No era una estancia muy grande y estaba todo ordenado de forma acogedora. En el centro había una silla especial para los clientes, que se podía poner en diferentes posiciones. En un rincón, una pila de libros antiguos hacía de pedestal para una planta que resistía como podía.
—Bueno, pues cuéntame… —dijo Nela, invitándola a sentarse.
—No sé… He sentido la necesidad de marcarme. De escribirme algo que me haga recordar siempre quién soy.
Nela se había sentado en un taburete cerca de Mara. Le sostuvo la mirada. Esa mirada verde que la ponía tan nerviosa.

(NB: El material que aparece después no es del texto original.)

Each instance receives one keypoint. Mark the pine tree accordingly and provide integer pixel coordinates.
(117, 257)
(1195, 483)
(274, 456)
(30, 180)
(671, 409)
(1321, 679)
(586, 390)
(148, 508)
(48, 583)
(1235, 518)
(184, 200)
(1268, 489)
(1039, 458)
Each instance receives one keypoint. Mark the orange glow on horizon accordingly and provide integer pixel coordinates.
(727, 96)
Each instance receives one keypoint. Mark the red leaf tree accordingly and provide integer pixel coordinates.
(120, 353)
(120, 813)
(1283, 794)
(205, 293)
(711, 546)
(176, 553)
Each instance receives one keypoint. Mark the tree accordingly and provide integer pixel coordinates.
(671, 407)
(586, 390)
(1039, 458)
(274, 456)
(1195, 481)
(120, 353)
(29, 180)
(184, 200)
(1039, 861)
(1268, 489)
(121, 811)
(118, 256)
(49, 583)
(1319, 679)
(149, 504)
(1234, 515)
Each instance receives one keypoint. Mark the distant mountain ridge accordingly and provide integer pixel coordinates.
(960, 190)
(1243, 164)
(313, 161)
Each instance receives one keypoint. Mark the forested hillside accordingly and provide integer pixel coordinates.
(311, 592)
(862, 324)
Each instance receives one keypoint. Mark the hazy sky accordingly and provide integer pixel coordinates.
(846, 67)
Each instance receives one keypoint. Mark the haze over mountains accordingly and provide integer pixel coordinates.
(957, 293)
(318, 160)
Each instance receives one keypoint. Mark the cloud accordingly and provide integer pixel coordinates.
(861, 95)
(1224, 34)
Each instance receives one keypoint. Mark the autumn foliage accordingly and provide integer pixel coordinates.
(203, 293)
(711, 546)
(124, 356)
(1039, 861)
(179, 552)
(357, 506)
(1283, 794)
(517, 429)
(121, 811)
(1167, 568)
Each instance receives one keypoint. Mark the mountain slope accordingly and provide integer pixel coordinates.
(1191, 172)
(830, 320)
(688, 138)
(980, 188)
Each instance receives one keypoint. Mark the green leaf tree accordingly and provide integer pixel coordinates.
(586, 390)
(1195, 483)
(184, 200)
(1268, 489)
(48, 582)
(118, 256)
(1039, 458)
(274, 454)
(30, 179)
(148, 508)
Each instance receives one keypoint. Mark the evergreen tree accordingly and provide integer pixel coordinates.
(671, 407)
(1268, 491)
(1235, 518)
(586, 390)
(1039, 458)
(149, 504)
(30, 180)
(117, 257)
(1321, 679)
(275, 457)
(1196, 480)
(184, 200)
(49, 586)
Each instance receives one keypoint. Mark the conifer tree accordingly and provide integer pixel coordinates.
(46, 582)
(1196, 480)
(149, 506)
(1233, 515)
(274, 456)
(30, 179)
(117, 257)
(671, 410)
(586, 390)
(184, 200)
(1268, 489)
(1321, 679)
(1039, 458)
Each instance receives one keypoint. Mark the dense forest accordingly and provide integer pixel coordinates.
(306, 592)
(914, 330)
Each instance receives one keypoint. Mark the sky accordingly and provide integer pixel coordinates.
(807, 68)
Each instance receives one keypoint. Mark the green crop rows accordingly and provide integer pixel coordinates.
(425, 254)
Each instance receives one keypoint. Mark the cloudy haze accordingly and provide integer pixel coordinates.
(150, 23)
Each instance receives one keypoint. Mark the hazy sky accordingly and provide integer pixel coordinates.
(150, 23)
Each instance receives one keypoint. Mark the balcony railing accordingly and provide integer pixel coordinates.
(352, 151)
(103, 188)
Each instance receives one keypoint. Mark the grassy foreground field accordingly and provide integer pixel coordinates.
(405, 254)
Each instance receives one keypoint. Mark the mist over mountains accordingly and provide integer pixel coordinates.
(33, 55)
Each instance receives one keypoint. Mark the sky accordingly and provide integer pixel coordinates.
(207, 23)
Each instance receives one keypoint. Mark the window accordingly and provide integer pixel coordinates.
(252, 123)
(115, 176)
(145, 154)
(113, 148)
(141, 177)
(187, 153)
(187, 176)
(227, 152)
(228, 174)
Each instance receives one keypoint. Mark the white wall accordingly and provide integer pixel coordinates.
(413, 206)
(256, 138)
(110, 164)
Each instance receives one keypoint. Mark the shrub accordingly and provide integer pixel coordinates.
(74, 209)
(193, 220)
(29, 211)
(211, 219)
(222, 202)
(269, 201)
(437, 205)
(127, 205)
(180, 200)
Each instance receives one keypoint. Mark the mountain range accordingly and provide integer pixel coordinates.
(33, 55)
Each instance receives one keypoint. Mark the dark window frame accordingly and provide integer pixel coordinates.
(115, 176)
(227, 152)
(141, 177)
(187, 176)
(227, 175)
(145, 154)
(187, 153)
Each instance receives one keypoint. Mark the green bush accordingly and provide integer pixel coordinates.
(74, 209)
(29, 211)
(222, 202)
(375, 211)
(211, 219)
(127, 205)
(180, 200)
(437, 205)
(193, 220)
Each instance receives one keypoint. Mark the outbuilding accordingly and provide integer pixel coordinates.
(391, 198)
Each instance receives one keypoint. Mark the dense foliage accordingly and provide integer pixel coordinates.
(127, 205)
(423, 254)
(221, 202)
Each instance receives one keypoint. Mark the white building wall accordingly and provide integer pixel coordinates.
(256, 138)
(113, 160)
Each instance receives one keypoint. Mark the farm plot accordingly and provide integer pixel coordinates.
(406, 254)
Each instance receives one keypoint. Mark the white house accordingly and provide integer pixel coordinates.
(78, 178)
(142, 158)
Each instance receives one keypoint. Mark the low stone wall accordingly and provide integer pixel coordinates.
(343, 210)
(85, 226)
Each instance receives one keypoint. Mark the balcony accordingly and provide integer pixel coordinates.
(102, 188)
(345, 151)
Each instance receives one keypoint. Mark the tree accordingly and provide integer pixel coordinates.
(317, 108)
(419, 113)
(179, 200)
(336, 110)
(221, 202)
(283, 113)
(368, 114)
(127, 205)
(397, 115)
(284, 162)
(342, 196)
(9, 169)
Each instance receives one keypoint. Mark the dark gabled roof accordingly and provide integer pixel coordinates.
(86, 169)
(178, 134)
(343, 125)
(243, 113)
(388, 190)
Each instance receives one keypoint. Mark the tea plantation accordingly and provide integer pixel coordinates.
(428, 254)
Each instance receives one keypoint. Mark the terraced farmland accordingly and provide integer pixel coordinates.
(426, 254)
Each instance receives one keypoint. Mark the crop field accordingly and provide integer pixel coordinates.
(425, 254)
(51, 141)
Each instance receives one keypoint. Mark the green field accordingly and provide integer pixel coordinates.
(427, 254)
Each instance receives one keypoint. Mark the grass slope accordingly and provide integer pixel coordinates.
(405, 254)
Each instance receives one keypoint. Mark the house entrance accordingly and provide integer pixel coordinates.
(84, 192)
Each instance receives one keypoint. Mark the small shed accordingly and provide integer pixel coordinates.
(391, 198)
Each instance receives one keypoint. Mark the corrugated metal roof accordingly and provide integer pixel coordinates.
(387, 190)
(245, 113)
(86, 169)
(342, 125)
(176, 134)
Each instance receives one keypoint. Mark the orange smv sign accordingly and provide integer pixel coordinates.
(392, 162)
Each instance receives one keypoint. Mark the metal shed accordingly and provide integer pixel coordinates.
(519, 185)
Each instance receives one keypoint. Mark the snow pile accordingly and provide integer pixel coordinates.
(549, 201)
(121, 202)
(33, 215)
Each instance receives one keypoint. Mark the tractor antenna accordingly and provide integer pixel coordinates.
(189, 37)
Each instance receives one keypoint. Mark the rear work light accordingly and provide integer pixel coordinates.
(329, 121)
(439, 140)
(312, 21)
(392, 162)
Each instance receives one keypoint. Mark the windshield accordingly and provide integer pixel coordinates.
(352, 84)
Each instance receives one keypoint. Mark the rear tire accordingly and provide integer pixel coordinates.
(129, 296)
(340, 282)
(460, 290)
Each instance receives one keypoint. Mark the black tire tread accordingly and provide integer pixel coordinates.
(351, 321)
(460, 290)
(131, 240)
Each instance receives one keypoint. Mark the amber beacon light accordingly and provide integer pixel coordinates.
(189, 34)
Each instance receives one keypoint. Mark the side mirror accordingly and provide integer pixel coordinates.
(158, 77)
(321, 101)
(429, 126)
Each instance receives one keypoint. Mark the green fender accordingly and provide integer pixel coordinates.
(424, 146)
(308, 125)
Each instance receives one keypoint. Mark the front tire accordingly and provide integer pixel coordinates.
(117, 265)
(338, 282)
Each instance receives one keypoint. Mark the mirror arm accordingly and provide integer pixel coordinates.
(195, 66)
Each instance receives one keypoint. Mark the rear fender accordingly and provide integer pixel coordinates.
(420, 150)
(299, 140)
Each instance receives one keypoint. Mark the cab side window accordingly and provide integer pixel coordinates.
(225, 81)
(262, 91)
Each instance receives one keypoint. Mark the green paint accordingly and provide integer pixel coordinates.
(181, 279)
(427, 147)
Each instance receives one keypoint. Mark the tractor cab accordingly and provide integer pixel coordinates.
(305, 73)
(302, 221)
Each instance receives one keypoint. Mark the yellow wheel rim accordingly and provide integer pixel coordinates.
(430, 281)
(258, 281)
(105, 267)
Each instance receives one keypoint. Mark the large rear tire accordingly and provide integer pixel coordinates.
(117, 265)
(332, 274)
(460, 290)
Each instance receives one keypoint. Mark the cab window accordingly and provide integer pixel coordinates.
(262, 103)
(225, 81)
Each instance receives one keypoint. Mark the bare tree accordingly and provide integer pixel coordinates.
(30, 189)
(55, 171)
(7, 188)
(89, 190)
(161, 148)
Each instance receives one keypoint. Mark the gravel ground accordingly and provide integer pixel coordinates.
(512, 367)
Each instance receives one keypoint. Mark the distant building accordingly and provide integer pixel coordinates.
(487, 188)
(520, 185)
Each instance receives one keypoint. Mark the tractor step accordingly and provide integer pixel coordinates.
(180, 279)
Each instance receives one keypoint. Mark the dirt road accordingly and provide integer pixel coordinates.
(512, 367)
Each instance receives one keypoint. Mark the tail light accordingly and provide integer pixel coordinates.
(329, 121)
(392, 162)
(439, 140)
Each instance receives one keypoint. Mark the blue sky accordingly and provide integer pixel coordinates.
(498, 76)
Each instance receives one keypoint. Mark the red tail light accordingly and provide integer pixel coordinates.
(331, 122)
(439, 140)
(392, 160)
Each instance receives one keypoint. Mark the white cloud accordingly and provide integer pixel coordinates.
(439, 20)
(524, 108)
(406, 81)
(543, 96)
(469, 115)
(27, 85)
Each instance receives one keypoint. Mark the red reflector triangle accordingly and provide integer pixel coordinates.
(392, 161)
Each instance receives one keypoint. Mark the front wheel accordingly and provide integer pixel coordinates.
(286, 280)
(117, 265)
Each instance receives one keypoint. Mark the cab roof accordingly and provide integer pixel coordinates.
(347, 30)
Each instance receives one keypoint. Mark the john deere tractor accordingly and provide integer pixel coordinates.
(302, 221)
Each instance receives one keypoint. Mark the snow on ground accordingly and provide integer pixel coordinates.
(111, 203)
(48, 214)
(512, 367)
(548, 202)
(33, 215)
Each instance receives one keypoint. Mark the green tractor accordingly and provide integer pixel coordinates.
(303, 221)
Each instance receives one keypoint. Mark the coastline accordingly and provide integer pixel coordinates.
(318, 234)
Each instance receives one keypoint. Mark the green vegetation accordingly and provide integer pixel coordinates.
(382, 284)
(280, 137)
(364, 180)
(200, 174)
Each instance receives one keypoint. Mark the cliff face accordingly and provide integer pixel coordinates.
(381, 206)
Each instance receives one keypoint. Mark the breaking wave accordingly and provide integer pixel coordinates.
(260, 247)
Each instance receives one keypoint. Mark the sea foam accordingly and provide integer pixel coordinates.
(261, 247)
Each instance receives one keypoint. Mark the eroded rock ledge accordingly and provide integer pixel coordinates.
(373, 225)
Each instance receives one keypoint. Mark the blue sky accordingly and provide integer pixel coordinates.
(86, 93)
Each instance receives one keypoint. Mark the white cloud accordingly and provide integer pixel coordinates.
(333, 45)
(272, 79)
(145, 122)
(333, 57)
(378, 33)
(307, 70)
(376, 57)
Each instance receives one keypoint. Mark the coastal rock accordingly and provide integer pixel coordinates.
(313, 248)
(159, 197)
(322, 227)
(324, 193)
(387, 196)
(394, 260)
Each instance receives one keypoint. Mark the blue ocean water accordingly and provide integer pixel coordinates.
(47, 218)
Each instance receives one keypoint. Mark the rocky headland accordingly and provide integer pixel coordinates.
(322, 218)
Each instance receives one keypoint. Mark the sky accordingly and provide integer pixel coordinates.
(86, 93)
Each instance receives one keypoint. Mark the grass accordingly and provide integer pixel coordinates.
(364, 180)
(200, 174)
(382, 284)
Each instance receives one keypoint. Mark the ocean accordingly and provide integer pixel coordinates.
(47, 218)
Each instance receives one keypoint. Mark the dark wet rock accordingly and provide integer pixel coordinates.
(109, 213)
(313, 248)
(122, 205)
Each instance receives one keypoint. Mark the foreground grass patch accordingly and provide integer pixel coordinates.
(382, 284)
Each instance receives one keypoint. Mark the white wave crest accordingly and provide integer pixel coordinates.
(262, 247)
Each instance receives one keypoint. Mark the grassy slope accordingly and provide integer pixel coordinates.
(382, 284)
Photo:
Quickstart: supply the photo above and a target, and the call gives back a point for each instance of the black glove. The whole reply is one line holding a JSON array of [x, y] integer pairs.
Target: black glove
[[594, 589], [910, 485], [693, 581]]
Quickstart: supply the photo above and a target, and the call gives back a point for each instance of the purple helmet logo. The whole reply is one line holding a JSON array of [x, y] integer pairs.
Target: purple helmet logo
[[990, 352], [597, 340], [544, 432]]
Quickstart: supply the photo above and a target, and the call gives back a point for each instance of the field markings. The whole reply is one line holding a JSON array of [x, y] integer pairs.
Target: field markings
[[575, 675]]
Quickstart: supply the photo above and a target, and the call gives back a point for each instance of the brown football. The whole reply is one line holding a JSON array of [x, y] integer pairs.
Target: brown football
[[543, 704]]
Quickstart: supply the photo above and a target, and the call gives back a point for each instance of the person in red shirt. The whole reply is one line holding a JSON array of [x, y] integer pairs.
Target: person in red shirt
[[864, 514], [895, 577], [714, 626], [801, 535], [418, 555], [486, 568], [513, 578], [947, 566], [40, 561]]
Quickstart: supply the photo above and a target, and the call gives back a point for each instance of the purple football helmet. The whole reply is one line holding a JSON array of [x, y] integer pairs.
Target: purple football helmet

—¿Tienes miedo de olvidarte?
—Me aterra hacerlo.
—De acuerdo… Algo que te recuerde siempre quién eres…
Encendió otra luz pequeña pero potente sobre ellas dos.
—¿Dónde lo quieres? —preguntó Nela.
—En el corazón.
Mara vio cómo Nela cerraba los ojos y respiraba hondo. Estaba diseñando, creando.
Pudo observarla con calma durante un minuto. La coleta se le había aflojado y un mechón caía justo por encima de la ceja. Tenía el entrecejo ligeramente fruncido, los labios apretados en una mueca de concentración. Y, aun así, parecía cómoda, casi hermosa sin proponérselo. Había algo en su gesto —preciso, seguro, tranquilo— que a Mara le provocaba un calor inesperado. No quería pensarlo mucho, pero su cuerpo se resistía.